Hayes moved back up to the front of the car, where Matt was sitting on the floor, with his back against the wall.
“Hey, Jensen,” Hayes said. “You ever seen a man get hung?”
“Yes,” Matt said.
“Yeah, I have, too,” Hayes said. “It sure is fun to watch. It ain’t pretty, what with the man getting’ hisself hung havin’ his face go all purple, and his eyes buggin’ out like they do.” Hayes laughed, then slapped himself on the knee. “No, sir, it ain’t pretty, but, damn, it’s fun to watch.”
“I don’t enjoy them as much as you do,” Matt said.
“Yeah, well, maybe you’ll enjoy this one more, seein’ as you’re goin’ to be the star,” Hayes said. “Just think, you’ll be standin’ up there on the gallows with ever’one lookin’ right at you while the hangman puts his noose around your neck.”
Hayes made a motion with his hand, as if putting on a noose.
“Then, next thing you know, why, they’ll open that trapdoor under you and you’ll fall through. Skkkkkttttt!” He made the sound with his throat, then he jerked his head to one side, opened his eyes wide, and stuck out his tongue, as if he had just been executed.
Hayes laughed out loud. “Hey, what do you think? Pretty good, wasn’t it?”
At that moment, the train wheels rolled over the junction of two tracks, and the clacking sound was much louder than normal.
“What was that?” Hayes asked, startled by the change in sound.
“It was nothing,” Kingsley said. “Haven’t you ever been on a train before?”
“Yeah, sure,” Hayes said. “But I don’t think I ever been on one as loud as this one.”
“It’s no louder than normal,” Kingsley said, not looking up from his task of sorting letters.
The sun was a bright red disc just resting on the western horizon. Bands of red and purple laced across the sky as Cletus Odom stood in the middle of the tracks, looking back toward the east. The twin ribbons of steel glinted in the setting sun…shining red until they disappeared into the gathering dusk to the east.

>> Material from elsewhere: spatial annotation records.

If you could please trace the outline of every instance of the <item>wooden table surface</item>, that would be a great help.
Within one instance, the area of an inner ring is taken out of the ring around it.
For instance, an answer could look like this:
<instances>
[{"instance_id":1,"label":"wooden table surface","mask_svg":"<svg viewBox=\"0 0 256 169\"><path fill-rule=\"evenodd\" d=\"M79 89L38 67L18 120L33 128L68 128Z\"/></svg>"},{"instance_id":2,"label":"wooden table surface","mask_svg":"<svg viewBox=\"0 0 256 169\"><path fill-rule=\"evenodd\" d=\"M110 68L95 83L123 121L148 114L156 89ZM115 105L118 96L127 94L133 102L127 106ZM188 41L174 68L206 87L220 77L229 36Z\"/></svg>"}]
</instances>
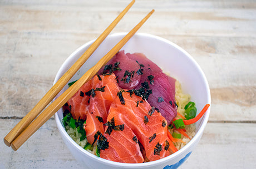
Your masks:
<instances>
[{"instance_id":1,"label":"wooden table surface","mask_svg":"<svg viewBox=\"0 0 256 169\"><path fill-rule=\"evenodd\" d=\"M97 38L130 1L0 1L0 136L52 86L65 60ZM210 116L180 168L256 168L256 1L137 0L113 30L139 30L186 50L208 79ZM17 151L0 142L0 168L81 168L54 118Z\"/></svg>"}]
</instances>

“See anything yet?” one of the men behind him called.
“Not yet.”
“Maybe we’ve already missed it.”
“We haven’t missed it,” Odom said. He turned back toward the three men who were bending over the tracks. “How’s it coming?” he asked.
“We’ve pulled out a couple of the spikes,” Bates replied. “But they’re damn hard to remove.”
“They’re supposed to be hard to get out. But all you have to do is pull enough of ’em to be able to push the rail out a few inches.”
“You sure that’ll stop the train?” Bates asked.
“You ever seen a train run on dirt?”
“No.”
“Well, if you push that rail out, the only place the train can go is dirt. Yeah, I’m sure this’ll stop it.”
“Senor, how much money is on the train?” Paco asked.